We're also Panasonic fans here too, as are my sister and parents! Really don't know what I'd do without it. Haven't bought a single loaf since I was given it for my birthday two years ago. Also haven't bought a pizza for that long either as the dough is so easy and you can do doughballs with the pizza dough too!

UCM Fri 24-Aug-07 21:20:43

Get a Panasonic. I was spending 1.20 on a bloomer every two days. Now I spend 32p on a farmhouse style loaf whenever I want.

I don't add sugar and the Lidls flour is 65p approx. I do buy a Tescos wholemeal and add about 50g of that to every loaf though.

Don't buy a cheap one. They are crap.

Kathyis6incheshigh Fri 24-Aug-07 21:23:23

Panasonic. I had a Morphy Richards for years which was very good, but the Panasonic is even better.

Katsma Sun 26-Aug-07 22:08:47

Thanks everyone for posting. Sorry for deserting the thread, but have been away for the weekend (the first spur of the moment thing I've done since DD was born 11 months ago!!)

Seems that you all like your Panasonics. Is there a particular model to go for?

You've all inspired me - didn't know you could do poncey fancy-pants bread like ciabatta! grin

frogs Sun 26-Aug-07 22:13:45

I dithered a few years ago, as am not a gadgets person, but we use the breadmaker every day -- I just don't buy ready-made bread any more. Also good for making pizza dough, minus all the spooky ingredients you get in supermarket pizzas. You can do rolls as well, and dough for fancy bread that you then bake in the oven.

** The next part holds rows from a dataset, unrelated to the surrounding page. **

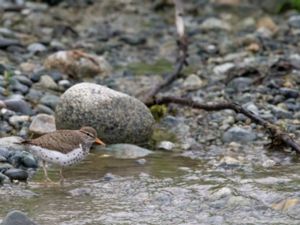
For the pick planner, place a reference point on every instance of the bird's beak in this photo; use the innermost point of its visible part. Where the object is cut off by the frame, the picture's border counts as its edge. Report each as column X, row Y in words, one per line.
column 99, row 142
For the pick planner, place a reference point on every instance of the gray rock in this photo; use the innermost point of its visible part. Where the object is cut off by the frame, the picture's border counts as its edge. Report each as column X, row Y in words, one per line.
column 47, row 82
column 18, row 105
column 44, row 109
column 17, row 218
column 50, row 100
column 238, row 134
column 36, row 48
column 16, row 174
column 214, row 23
column 127, row 151
column 294, row 21
column 240, row 84
column 42, row 124
column 117, row 117
column 166, row 145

I think Panasonic only do one breadmaker, though they vary details from time to time. Ours came from Amazon. You def. want one with the raisin dispenser, you can make lovely bread with seeds. You can omit the milk powder from the recipes, to make it even easier.

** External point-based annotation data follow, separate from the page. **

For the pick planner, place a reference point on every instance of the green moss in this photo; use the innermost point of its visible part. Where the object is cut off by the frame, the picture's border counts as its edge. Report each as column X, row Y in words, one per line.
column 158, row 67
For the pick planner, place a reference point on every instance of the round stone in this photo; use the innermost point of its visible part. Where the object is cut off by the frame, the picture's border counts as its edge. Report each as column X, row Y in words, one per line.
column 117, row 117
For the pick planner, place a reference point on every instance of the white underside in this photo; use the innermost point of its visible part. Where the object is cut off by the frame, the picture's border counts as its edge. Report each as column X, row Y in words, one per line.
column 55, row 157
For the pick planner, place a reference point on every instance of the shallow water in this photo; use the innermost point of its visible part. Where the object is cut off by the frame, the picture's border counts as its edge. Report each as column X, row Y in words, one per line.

Katsma Sun 26-Aug-07 22:23:54

WOW - raisin dispenser too!

Ponce-tastic gringrin

<off to check out amazon>

Katsma Sun 26-Aug-07 23:23:57

Have ordered Panasonic.

Now have to control my salivation until the estimated delivery date of 7th Sept smile

frogs Sun 26-Aug-07 23:25:15

Mine is the SD253, if that helps.

frogs Sun 26-Aug-07 23:26:05

Ah, crossed posts.

You won't regret it -- they're fab. And you can set the timer so you wake up to the smell of freshly-baked bread... smile

Katsma Sun 26-Aug-07 23:36:30

Found a Which report that raved about the SD253, but no longer available on Amazon.

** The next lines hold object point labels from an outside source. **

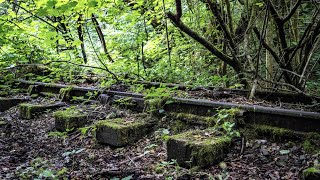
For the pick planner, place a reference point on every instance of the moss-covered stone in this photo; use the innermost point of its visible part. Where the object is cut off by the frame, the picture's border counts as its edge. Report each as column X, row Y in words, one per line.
column 28, row 111
column 2, row 123
column 193, row 119
column 7, row 103
column 312, row 173
column 69, row 119
column 120, row 132
column 198, row 148
column 64, row 93
column 274, row 133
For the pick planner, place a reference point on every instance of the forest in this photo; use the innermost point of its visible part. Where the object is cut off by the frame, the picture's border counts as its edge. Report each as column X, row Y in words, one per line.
column 160, row 89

Ordered the one that's supposed to be its successor.

Am so excited smile

Kathyis6incheshigh Mon 27-Aug-07 09:08:04

Why don't you stock up on ingredients so you have them all to hand and can start straight away:

white & wholemeal strong flour
skimmed milk powder
dried active yeast (Allisons or Doves Farm are good, don't get the individual sachets as they work out more expensive
lots of nuts and seeds
(you probably already have salt, sugar and butter or oil).

mummydoit Mon 27-Aug-07 09:11:46

We used ours two or three times a week for the first year we got it. I can honestly say that, for a whole year, I didn't buy a single loaf of bread. It took about ten minutes to prepare a loaf from scratch, two minutes if I was using a packet mix. We had to stop using it because DH can no longer eat bread and I'm trying to lose weight and simply cannot resist the fresh-baked bread smothered in lots of butter. We're back to buying loaves but, once I've shifted the weight, I'll start to bake my own again.

IdrisTheDragon Mon 27-Aug-07 09:17:56

We have an Panasonic SD254 which I got DH for his birthday. We all love it smile. I think its difference from the SD253 is that it will put extra ingredients in for you rather than beeping and you have to do it.